Mercedes have won four of the last five Spanish Grands Prix, Ferrari have won only once in the last ten years and Red Bull have the best finish rate here of any team. Here’s how the teams’ histories compare at the Circuit de Barcelona-Catalunya!
The Mercedes team have excelled at the Spanish Grand Prix in recent years. They’ve won all but one of the last five races at the Circuit de Barcelona-Catalunya, which they probably would have won, if not for their drivers eliminating one another from the race on the opening lap. Aside from that, Mercedes have recorded only two other DNFs here since their F1 comeback in 2010. The team have scored points with at least one car every year, except in 2016, and have had one car in the top five every year except in 2013 and 2016. They’ve secured 1-2 finishes at the Spanish Grand Prix in three of the last five seasons.

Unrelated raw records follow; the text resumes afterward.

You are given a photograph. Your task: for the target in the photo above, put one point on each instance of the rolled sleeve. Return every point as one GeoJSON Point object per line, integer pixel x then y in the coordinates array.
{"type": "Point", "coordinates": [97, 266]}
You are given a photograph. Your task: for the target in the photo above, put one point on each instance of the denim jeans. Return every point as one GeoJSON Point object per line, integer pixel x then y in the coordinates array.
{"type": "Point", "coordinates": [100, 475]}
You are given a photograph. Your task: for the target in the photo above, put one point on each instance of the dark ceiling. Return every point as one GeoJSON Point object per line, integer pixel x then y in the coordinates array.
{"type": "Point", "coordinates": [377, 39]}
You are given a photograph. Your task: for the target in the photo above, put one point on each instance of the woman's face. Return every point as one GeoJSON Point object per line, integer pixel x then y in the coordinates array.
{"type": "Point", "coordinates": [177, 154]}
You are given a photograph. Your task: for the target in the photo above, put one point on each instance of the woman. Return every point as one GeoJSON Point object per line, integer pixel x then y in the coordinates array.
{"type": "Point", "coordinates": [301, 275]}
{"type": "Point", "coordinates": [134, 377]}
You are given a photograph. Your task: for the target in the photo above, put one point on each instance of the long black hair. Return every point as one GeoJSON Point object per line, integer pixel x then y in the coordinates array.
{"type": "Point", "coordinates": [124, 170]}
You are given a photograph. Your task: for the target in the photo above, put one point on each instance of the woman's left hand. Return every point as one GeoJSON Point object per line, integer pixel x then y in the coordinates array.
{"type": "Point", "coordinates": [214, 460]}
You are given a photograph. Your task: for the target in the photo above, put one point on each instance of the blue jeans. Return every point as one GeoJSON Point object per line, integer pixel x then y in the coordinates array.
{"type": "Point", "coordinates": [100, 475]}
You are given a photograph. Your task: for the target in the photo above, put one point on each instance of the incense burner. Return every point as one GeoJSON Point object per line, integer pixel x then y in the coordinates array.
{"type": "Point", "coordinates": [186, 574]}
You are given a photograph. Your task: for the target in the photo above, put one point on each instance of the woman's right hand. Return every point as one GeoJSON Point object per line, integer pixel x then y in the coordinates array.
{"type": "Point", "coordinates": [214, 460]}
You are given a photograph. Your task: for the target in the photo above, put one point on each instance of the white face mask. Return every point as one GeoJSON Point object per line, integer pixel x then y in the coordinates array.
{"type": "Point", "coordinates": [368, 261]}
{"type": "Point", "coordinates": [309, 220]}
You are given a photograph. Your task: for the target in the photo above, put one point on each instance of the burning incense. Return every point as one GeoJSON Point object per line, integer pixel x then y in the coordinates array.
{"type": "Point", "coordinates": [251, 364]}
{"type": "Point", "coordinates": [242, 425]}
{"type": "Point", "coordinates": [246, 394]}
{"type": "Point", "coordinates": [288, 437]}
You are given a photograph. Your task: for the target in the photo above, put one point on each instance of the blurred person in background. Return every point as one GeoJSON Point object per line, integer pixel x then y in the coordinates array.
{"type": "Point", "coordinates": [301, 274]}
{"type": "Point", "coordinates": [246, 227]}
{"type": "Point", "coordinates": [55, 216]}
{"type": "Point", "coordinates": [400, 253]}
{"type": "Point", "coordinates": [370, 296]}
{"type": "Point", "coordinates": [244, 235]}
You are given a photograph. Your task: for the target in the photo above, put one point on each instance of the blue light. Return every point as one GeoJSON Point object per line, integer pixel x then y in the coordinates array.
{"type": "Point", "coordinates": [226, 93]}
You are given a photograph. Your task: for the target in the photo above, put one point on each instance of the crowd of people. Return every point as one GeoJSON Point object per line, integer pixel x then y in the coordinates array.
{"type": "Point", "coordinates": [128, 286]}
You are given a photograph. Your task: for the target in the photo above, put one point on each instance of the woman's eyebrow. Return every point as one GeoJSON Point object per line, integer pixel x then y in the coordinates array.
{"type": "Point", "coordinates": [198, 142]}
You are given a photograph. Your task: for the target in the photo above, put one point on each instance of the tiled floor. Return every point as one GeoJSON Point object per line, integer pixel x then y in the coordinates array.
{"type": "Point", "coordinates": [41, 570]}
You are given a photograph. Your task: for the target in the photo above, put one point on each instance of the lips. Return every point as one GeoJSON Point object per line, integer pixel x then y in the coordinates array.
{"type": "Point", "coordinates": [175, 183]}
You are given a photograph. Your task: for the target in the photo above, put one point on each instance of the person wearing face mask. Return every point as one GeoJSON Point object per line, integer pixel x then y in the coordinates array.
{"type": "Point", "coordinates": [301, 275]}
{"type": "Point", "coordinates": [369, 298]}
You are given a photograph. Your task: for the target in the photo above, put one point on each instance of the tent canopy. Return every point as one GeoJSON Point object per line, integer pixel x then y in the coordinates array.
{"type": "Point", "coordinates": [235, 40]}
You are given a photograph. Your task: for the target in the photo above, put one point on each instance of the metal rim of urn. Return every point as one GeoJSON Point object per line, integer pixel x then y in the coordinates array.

In the last six Barcelona races, Mercedes have failed to lock-out the front row only once, and that was in 2017 when Valtteri Bottas qualified in a ‘lowly’ third place. There’s yet to be an occasion where a Mercedes has failed to reach Q3 here, with Michael Schumacher’s tenth place in 2011, mainly due to a KERS failure which prevented him from setting a lap in Q3, being their lowest qualifying position here to date.
Ferrari are the most successful team at the Circuit de Barcelona-Catalunya, with eight wins and 25 podiums, but have won only once at the track in the last ten years. They’ve finished on the podium in five of the last seven Spanish Grands Prix though, including with both cars in 2013 and 2016. The team have scored on every visit to the track, except in 2005, when Michael Schumacher retired from the race and Rubens Barrichello could finish only ninth. Kimi Raikkonen has recorded two DNFs at this track for Ferrari in the last two seasons.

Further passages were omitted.